Entscheidungsgründe:
Die zulässige Berufung ist nicht begründet. Das Verwaltungsgericht hat die Klage zu Recht abgewiesen. Der Bescheid des Heeresunterstützungskommandos vom 26. März 1998 in der Gestalt des Beschwerdebescheides des Bundesministeriums der Verteidigung vom 18. Mai 1998 ist rechtmäßig und verletzt den Kläger nicht in seinen Rechten.
1. Die tatbestandlichen Voraussetzungen für die fristlose Entlassung des Klägers sind erfüllt.
Nach § 55 Abs. 5 SG kann ein Soldat auf Zeit während der ersten vier Dienstjahre fristlos entlassen werden, wenn er seine Dienstpflichten schuldhaft verletzt hat und sein Verbleiben in seinem Dienstverhältnis die militärische Ordnung oder das Ansehen der Bundeswehr ernstlich gefährden würde.

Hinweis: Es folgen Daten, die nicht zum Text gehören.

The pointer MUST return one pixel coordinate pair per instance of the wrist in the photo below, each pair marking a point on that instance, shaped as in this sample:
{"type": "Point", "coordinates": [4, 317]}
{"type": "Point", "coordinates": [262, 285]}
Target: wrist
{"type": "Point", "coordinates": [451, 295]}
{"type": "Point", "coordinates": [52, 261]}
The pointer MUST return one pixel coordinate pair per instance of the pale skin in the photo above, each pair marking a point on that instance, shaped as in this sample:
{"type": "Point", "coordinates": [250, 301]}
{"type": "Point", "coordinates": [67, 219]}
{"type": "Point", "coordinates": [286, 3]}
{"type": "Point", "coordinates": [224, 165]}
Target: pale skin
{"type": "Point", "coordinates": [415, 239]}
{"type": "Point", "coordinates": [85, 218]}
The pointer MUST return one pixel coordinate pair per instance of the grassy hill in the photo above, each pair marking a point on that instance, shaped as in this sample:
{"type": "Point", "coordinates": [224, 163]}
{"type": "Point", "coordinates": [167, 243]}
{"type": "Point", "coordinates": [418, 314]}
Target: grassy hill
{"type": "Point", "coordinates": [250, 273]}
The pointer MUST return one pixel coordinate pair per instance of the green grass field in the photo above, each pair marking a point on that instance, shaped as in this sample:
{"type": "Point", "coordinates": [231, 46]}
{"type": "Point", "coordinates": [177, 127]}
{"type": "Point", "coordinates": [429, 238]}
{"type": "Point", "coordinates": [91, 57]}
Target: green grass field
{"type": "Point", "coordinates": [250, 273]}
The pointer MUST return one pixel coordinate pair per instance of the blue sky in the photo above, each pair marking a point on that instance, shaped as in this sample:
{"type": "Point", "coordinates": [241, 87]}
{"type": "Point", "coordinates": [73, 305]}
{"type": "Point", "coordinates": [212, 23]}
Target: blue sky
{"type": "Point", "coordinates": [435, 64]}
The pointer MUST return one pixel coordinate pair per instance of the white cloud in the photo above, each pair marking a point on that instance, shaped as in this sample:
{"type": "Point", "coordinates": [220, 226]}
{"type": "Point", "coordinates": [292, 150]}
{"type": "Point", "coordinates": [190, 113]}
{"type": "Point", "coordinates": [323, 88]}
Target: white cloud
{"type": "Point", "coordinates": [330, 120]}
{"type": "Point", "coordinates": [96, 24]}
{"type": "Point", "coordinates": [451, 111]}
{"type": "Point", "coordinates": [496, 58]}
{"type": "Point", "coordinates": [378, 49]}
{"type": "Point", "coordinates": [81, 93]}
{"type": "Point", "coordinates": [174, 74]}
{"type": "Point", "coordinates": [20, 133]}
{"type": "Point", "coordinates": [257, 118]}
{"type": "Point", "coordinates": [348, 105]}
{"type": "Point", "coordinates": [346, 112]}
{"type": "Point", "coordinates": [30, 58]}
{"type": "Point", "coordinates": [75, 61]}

Aufgrund der Sachverhaltsfeststellungen in der bestandskräftigen Disziplinarmaßnahme vom 11. März 1998 und seiner eigenen Einlassung anlässlich seiner Vernehmung vom 20. Januar 1998 steht fest, dass der Kläger zu einem nicht mehr genau feststellbaren Zeitpunkt im November 1997 während eines Aufenthalts auf dem Truppenübungsplatz Grafenwöhr nach Dienstende im Feldbiwak gemeinsam mit Kameraden seiner Einheit Haschisch (Cannabis) konsumiert hat, indem er zweimal an einer in der Gruppe herumgereichten, vom Obergefreiten S. mitgebrachten Haschischzigarette gezogen hat.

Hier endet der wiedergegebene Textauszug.